Nel mondo occidentale una donna incinta su cinque ha paura del parto. Ma questa paura non colpisce solo le donne in stato interessante: si stima che a livello mondiale il 14% delle donne in età fertile abbia paura di partorire.

La paura del parto è un disturbo di tipo ansioso. Si può presentare con diversi livelli di severità, dal grado più lieve ad una forma grave e invalidante: la tocofobia (dal greco: tokos= parto + fobos = paura).

La paura del parto può essere:

  • primaria: può manifestarsi anche prima di rimanere incinta, fin dall’età adolescenziale.
  • secondaria: è conseguente a precedenti esperienze ostetriche traumatiche oppure alla depressione in gravidanza.
paura del parto

Perché insorge la paura del parto?

Fattori predisponenti

Ci sono dei fattori che possono predisporti alla paura del parto.

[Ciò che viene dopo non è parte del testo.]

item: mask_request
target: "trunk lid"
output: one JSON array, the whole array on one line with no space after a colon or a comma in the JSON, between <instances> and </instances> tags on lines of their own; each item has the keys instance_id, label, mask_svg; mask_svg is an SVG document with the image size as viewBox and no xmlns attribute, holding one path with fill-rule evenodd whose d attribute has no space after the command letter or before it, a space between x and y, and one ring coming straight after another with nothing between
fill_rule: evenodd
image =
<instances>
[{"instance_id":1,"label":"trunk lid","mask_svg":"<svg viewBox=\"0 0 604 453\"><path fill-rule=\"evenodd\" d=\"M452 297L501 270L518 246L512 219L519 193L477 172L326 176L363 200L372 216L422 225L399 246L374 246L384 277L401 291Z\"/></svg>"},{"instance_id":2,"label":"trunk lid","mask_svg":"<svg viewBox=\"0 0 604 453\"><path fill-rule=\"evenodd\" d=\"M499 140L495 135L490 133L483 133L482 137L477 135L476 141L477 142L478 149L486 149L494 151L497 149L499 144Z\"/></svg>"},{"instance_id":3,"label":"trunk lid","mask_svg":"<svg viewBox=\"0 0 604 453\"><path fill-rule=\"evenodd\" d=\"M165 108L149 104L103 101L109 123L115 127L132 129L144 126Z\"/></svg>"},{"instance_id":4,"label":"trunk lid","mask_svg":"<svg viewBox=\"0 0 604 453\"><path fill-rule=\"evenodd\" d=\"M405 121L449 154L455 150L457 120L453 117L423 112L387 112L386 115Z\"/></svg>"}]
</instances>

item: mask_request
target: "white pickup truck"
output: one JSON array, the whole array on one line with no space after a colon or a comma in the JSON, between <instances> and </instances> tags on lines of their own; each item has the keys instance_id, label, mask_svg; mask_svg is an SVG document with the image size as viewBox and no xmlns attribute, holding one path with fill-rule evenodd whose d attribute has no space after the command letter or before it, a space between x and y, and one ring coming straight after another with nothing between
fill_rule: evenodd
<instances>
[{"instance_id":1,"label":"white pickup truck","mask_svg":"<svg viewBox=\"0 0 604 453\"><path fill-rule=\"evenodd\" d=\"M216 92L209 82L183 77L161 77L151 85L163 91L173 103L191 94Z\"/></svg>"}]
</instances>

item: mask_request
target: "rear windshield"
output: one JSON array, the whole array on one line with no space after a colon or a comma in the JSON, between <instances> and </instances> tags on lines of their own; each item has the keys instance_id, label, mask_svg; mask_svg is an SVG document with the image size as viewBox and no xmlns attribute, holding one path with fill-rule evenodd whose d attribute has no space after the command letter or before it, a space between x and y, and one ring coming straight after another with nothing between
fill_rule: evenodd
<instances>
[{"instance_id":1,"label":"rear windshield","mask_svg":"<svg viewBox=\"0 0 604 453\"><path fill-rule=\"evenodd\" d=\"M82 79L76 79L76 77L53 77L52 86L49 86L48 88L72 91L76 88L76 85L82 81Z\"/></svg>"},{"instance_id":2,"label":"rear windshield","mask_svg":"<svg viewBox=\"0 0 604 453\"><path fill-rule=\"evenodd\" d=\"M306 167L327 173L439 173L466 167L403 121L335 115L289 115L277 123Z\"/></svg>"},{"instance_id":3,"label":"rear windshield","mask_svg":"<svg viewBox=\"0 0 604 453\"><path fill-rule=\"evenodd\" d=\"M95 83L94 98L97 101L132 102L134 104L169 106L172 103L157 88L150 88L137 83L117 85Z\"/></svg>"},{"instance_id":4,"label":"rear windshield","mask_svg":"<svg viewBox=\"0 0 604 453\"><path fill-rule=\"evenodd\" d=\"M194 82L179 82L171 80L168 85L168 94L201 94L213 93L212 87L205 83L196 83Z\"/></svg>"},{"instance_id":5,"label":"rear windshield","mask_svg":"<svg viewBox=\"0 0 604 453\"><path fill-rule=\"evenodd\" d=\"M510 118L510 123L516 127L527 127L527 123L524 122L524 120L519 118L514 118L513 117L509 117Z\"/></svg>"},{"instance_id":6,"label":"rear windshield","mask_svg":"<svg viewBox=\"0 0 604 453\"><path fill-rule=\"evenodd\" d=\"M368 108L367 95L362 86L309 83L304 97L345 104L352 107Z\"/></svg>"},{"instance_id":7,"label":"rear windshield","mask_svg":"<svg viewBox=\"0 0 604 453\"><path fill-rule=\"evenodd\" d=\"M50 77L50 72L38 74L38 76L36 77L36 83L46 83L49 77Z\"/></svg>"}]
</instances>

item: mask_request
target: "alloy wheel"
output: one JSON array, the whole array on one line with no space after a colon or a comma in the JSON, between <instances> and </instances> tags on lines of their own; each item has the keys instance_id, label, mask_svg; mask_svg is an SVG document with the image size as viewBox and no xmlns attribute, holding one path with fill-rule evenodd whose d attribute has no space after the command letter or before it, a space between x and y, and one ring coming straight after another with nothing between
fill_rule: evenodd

In particolare possono essere fattori:

  • biologici, come la giovane età e avere una ridotta tolleranza al dolore.
  • psicologici, come essere una persona ansiosa, avere una bassa autostima, essere poco assertiva, soffrire di disturbi psichiatrici non correlati alla gravidanza, soffrire di depressione o altri problemi psicologici insorti in gravidanza, aver avuto esperienza di abuso sessuale o problemi sessuali, non avere adeguate conoscenze sulla gravidanza e sul parto.
  • ambientali: subire molto stress quotidianamente durante la gravidanza.
  • socio-relazionali: non avere supporto sociale, non avere un lavoro, avere un rapporto di coppia insoddisfacente, non convivere con il padre del bambino.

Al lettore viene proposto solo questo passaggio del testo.